Willow Inference Server (WIS) is a focused and highly optimized language inference server implementation. Our goal is to "automagically" enable performant, cost-effective self-hosting of released state of the art/best of breed models to enable speech and language tasks:
With the goal of enabling democratization of this functionality WIS will detect available CUDA VRAM, compute platform support, etc and optimize and/or disable functionality automatically (currently in order - ASR, TTS, LLM). For all supported Whisper models (large-v2, medium, and base) loaded simultaneously current minimum supported hardware is GTX 1060 3GB (6GB for ASR and TTS). User applications across all supported transports are able to programatically select and configure Whisper models and parameters (model size, beam, language detection/translation, etc) and TTS voices on a per-request basis depending on the needs of the application to balance speed/quality.

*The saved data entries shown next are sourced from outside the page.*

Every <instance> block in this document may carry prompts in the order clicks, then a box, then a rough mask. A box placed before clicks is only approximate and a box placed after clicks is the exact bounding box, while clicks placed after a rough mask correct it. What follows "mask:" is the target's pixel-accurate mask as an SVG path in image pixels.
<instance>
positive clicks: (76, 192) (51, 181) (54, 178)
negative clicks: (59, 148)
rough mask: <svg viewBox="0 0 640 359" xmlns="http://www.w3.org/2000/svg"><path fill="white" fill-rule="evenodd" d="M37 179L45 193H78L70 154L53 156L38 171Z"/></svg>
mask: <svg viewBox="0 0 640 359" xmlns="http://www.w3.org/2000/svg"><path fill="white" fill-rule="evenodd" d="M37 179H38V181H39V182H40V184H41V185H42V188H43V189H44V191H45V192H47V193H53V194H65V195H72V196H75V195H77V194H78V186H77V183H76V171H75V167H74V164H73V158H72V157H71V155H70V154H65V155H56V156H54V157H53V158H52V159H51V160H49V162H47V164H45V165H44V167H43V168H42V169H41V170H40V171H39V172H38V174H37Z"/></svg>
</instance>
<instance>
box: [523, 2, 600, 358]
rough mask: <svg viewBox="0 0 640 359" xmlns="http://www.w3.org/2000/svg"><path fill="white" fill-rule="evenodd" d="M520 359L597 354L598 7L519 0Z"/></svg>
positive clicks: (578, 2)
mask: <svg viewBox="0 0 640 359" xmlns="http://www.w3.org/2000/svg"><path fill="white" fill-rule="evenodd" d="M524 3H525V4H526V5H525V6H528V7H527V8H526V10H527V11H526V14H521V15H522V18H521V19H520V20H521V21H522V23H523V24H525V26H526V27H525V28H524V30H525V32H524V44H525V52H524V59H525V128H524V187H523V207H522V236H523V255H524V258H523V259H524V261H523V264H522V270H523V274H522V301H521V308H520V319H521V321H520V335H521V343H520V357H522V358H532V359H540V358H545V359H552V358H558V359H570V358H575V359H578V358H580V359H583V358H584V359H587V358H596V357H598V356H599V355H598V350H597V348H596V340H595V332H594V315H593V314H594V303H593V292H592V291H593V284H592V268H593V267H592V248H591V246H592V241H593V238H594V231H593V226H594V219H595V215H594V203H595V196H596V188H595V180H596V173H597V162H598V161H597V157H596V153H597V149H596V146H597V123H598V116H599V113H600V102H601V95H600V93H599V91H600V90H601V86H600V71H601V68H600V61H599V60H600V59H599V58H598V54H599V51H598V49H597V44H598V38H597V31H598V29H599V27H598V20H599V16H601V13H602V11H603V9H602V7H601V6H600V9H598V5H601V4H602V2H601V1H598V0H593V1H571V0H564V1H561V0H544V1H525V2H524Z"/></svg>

Note that we are primarily targeting CUDA - the performance, cost, and power usage of cheap GPUs like the Tesla P4 and GTX 1060 is too good to ignore. We'll make our best effort to support CPU wherever possible for current and future functionality but our emphasis is on performant latency-sensitive tasks even with low-end GPUs like the GTX 1060/Tesla P4 (as of this writing roughly $100 USD on the used market - and plenty of stock!).